É talvez um inusitado e arriscado começo para tentar falar sobre vocação e natividade. Expostas estas duas premissas que nos parecem tão absortamente equidistantes por relação à citação roubada a Álvaro de Campos na Tabacaria de Pessoa, parece-me feliz se partindo dela, pudermos falar do humano exemplo de Maria perante tão sublime epifania, anúncio, que nos faz exultar nesta época do ano.

A nossa própria vocação enquanto católicos talvez parta exatamente da capacidade de acolhermos na nossa totalidade aquilo não sabemos. Uma forma de recriação passiva, quanto ativa, não como algo imposto ou que nos caia em cima como um fado. Seja talvez então a sugestão de uma fania que quer alterar o percurso quotidiano dos nossos dias, da nossa vida, como aconteceu com Maria de quem Jesus haveria de ser dado à luz do nosso olhar, da nossa fé, da nossa contemplação. É por isso a Quaresma, que agora vai findando e que nos levará às portas do Tempo Pascal, um recolher, uma coleta, um conjunto de pequenos nadas que se dão na normalidade dos dias passados e que se nos abre com uma espantosa novidade.
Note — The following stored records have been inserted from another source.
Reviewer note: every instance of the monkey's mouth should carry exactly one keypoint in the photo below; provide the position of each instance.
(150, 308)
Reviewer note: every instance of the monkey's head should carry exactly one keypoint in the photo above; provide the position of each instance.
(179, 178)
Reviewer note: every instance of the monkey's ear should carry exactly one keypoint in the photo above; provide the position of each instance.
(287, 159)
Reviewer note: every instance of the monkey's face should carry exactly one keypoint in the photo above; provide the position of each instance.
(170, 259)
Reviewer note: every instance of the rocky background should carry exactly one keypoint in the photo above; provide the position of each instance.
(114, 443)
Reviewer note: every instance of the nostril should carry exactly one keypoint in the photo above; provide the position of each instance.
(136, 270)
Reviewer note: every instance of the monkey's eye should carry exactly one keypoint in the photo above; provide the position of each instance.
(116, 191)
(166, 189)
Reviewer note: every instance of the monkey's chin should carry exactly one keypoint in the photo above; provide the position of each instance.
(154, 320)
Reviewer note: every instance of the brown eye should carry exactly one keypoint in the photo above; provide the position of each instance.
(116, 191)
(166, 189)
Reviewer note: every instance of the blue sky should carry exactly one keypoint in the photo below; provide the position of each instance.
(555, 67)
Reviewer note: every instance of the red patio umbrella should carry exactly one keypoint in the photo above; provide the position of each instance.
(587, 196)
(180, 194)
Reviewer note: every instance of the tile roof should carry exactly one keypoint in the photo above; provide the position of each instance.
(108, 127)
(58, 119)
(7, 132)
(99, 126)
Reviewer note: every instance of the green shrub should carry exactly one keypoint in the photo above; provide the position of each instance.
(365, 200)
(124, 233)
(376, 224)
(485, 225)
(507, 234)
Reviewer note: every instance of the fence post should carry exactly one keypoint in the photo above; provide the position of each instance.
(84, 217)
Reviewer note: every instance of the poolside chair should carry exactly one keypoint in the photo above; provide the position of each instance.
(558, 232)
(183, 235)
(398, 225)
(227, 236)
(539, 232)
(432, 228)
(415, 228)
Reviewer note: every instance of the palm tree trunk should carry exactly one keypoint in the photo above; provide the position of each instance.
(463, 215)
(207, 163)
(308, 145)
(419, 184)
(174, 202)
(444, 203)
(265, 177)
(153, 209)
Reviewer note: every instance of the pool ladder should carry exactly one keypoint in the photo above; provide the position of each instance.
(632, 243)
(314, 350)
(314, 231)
Um conjunto de poucos que vamos recoletando ao longo do traçado do nosso pequeno caminho de tentativas e erros, de impreparação e de hesitações, como, muitas vezes, o coletor de coisas aparentemente inúteis vai somando na sua sacola, aquilo que aos olhos dos outros é sempre uma soma de loucura. São os acidentes que nos fazem tão belos, que nos juntam das periferias e nos devolvem ao mais íntimo do grande Criador. Somos o jardim com capacidade de urdir o fulgor do anúncio: do secreto e íntimo anúncio, qual tear a alvoroçar o mundo na sua capacidade recreativa.

Somos o jardim por onde o vento passeia. Onde, sem atendermos, tomamos as decisões da vida. Um jardim é um desassossego semelhante ao do silêncio monástico. Uma disponibilidade e um partir para o mais além, para a cosmos, para a grande universalização do Bom e do Belo: um parto para o futuro. Simples como isso: acreditamos que tal como Maria foi capaz, talvez também nós, mesmo se entre hesitações, noites e limitações próprias o consigamos fazer. Acreditamos que a nossa vida é mais do que um passar dos dias, e que pode ser Deus quem nos salve, transfigure e nos dê uma vida capaz de ser tão bonita e capaz de nos fazer encontrar a paz interior. Sim, este Deus pode ser para nós!